I haven’t been writing it. I haven’t been editing it. I haven’t even read any of it in more than a month. I can hardly remember what it felt like to really work with it. I know there were weeks at a time when I wrote fast and hard – come hell or typographical errors – while generating the bulk of my novel. Forcing myself forward felt awful, but pages chugged out of the printer and the manuscript stack thickened every day. Then I started editing the draft, even though I hadn’t finished writing the story. I think that’s when I first veered off the path.

The Whining ~

To be fair to myself, I did okay for a while even after I switched to editing. Then my life blew up (for the fifth or sixth time in the last four years) and I lost sight of the path entirely. But I digress.

The Solution ~

It’s time to renew my battle with perfectionism. I have to start writing again – not editing, writing. I don’t know exactly what that means yet, but I suspect that letting the blog posts come when they want to is part of it … even when my inner critic says, “No, that topic is not right enough.”

The Moth ~

Which brings me back to the hummingbird moth.

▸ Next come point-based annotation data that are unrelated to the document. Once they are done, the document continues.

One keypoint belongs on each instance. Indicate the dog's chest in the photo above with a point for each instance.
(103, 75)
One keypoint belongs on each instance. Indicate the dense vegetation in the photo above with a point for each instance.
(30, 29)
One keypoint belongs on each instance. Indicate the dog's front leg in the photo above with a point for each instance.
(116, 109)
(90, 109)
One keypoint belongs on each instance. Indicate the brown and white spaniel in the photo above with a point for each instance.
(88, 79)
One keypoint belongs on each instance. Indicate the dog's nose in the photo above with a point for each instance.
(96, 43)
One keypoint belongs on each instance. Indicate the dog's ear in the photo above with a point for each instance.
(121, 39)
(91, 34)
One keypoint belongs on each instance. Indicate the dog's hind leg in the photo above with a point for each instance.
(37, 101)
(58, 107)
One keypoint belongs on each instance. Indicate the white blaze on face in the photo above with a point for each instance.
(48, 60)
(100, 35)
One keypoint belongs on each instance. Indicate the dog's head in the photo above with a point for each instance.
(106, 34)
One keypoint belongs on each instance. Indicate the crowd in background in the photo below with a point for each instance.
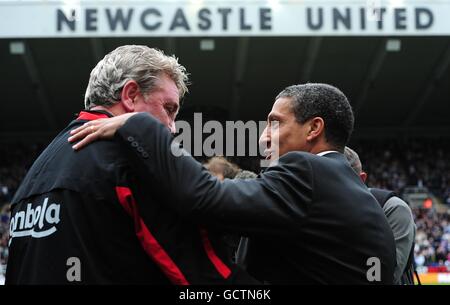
(392, 165)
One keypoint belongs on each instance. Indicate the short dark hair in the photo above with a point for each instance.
(321, 100)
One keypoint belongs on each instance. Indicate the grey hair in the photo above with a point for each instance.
(131, 62)
(353, 158)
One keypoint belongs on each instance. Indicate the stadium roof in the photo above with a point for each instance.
(405, 91)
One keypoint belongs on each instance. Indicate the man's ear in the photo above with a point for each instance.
(363, 176)
(129, 92)
(316, 128)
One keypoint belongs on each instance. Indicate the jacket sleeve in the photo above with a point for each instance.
(277, 200)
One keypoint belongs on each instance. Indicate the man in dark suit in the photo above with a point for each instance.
(309, 216)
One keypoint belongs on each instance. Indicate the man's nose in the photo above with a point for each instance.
(172, 127)
(264, 139)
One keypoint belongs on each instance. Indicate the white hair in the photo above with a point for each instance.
(131, 62)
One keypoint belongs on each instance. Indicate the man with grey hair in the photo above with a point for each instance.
(87, 217)
(400, 219)
(306, 215)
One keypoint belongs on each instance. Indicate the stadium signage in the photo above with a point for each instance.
(223, 18)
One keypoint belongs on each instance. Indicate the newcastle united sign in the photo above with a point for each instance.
(26, 19)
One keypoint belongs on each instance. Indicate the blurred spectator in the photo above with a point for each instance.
(432, 237)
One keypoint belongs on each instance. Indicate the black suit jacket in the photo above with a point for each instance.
(310, 218)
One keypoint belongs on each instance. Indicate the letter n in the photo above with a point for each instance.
(374, 272)
(74, 272)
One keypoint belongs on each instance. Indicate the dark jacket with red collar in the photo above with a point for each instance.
(86, 217)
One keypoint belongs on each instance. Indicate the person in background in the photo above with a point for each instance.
(401, 221)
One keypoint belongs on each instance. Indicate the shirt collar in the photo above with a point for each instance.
(323, 153)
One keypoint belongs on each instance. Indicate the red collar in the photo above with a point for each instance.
(92, 115)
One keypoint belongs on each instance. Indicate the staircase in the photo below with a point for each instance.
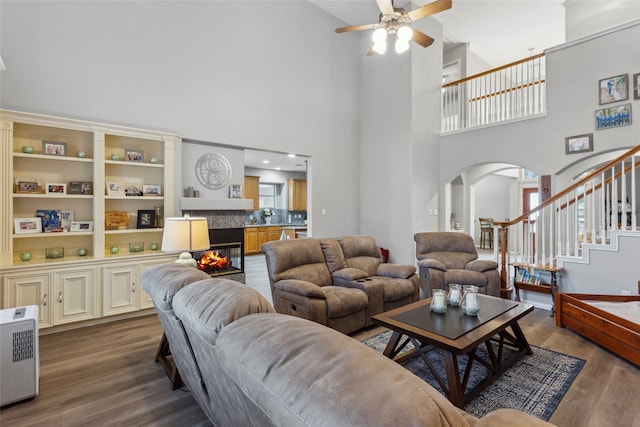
(589, 231)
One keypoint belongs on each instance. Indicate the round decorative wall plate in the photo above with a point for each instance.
(213, 170)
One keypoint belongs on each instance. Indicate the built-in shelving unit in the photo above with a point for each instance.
(92, 285)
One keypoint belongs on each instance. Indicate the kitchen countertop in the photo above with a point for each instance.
(288, 226)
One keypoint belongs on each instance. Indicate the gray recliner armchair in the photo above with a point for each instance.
(449, 257)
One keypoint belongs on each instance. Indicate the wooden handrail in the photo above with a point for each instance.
(505, 289)
(502, 92)
(493, 70)
(569, 189)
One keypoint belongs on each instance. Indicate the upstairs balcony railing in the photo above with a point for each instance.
(587, 212)
(509, 92)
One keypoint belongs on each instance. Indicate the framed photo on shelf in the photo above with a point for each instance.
(115, 189)
(51, 148)
(81, 226)
(146, 219)
(51, 221)
(28, 185)
(133, 155)
(579, 143)
(613, 89)
(235, 191)
(133, 190)
(152, 190)
(27, 225)
(612, 117)
(116, 220)
(56, 188)
(66, 218)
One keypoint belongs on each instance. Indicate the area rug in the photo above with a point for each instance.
(535, 384)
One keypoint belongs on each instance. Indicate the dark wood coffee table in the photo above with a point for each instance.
(456, 334)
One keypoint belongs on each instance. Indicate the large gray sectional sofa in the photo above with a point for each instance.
(249, 366)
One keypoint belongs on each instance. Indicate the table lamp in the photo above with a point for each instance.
(185, 234)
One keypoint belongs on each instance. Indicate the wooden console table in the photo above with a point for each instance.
(544, 288)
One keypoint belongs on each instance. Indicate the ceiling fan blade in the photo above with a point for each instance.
(429, 9)
(385, 6)
(421, 38)
(356, 28)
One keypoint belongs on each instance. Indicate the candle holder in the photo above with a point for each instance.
(55, 252)
(438, 301)
(455, 295)
(470, 304)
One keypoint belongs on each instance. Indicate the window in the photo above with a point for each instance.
(268, 196)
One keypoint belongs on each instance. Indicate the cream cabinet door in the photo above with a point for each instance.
(120, 289)
(30, 289)
(75, 295)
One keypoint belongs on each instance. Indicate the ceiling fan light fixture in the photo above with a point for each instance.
(405, 33)
(401, 46)
(379, 35)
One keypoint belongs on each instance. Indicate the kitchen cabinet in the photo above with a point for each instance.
(251, 241)
(252, 190)
(297, 200)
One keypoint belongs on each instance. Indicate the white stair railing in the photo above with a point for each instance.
(509, 92)
(585, 213)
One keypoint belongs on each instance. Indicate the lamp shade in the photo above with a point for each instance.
(185, 234)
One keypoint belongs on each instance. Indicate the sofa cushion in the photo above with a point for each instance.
(302, 373)
(361, 252)
(395, 289)
(333, 255)
(344, 301)
(465, 277)
(300, 259)
(207, 306)
(401, 271)
(162, 282)
(452, 259)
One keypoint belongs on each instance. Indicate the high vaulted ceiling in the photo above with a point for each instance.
(498, 31)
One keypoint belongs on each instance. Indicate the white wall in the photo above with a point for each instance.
(400, 112)
(277, 78)
(538, 144)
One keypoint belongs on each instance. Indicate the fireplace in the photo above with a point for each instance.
(226, 254)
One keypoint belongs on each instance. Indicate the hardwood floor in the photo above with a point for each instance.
(105, 375)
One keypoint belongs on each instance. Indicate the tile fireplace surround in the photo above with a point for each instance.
(222, 219)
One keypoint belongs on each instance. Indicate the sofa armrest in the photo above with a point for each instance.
(400, 271)
(348, 275)
(300, 287)
(431, 263)
(481, 265)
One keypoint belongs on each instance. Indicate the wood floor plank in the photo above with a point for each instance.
(105, 375)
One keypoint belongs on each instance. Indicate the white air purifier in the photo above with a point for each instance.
(18, 354)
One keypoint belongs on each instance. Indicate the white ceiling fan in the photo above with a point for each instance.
(396, 20)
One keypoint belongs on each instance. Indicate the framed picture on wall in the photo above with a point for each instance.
(613, 89)
(235, 191)
(579, 143)
(613, 117)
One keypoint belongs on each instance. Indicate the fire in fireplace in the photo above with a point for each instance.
(226, 254)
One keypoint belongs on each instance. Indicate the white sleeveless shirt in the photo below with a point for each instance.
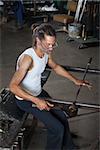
(32, 81)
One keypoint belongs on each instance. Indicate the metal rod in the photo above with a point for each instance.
(95, 106)
(79, 69)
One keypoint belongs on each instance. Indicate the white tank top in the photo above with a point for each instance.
(32, 81)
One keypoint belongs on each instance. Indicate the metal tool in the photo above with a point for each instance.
(73, 108)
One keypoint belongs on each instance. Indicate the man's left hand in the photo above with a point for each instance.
(83, 83)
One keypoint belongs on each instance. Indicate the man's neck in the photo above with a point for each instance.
(39, 52)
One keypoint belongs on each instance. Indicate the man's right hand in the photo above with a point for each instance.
(43, 105)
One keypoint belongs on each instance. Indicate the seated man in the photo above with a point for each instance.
(26, 85)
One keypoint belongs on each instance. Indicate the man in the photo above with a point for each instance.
(26, 85)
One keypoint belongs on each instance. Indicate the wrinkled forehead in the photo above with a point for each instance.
(49, 39)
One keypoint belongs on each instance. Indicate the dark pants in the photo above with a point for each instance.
(58, 133)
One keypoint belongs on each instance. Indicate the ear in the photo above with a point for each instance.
(38, 40)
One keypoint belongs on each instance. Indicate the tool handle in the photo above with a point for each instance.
(87, 67)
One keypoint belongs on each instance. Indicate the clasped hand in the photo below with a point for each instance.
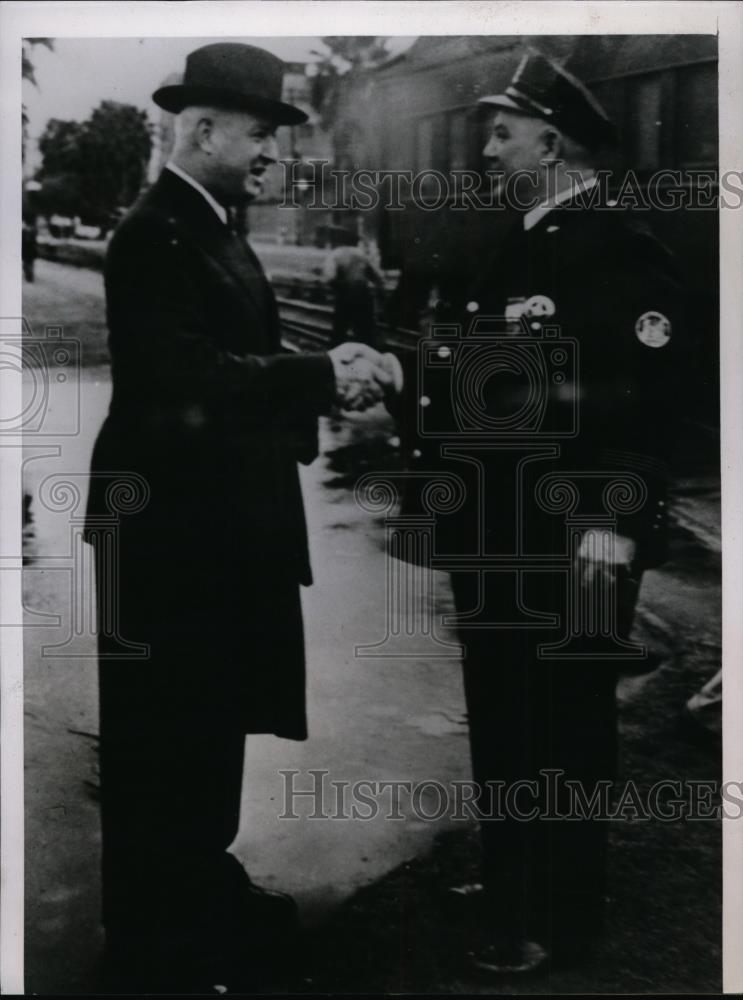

My children and I were visiting the nature center in my new hometown. It has the most amazing play area any of us has ever seen – in this case, a photograph will illustrate better than words:

Yes, there are manufactured caves and rocks to climb on. That muddy patch in the foreground hints at the center’s most brilliant feature: an artificial stream that allows children to slap a rock to make water gush forth and run along the bed. On this day, there were only a couple of preschoolers playing, so the stream wasn’t very full … until my children arrived. (They are 16 and 26, by the way.) They not only filled that stream, they also diverted its flow with a dam. (No, they did not interfere with the little ones; they used the empty end of the stream and dismantled the dam when they were done.)

As I watched them play, I saw ghosts of their child-selves in my mind. She’s always been the doer; he’s always been the observer.

Then we noticed an insect – something that looked like a giant bee – buzzing in a nearby flower patch. It didn’t take us long to rule out every species any of us had ever seen. We marveled. We snapped pictures. We moved on.

Later, after we used the internet to identify the insect as a hummingbird moth, and after everyone had gone to bed, I sat on the deck in the dark, listening to a lone alien amphibian calling from the pond below me. (I can identify at least six frogs and toads by their calls. This call was similar to an American Toad but different. Perhaps it was just a particularly large specimen, or one that had some sort of mutation.)

I’ve lived in Minnesota all my life, and spent countless hours outdoors. I’ve grown whole gardens to attract wildlife to observe. I’ve done nature studies in swamps, forests and meadows. I consider myself pretty well-informed about the native fauna of my region. How is it possible, then, that I encountered two unknown (to me) species, in one day, when I wasn’t even looking for them?

Granted, moths and toads are small creatures, which can easily escape notice. But they make me wonder what else is out there that I don’t know about. I keep thinking that all of my outdoor time has been spent in, or very near, well-settled areas.

Suddenly I find myself reconsidering what might be lurking in the Northern Minnesota woods.

*”In Minnesota there are approximately 16.3 million acres of forest land, of which 14.9 million acres are classified as “timberland” or lands capable of producing timber. A geographical depiction of forest land location can be seen on the map. An additional 960,000 acres are not included in productive timberland due to their inclusion in the Boundary Waters Canoe Area Wilderness or other reserved land category.”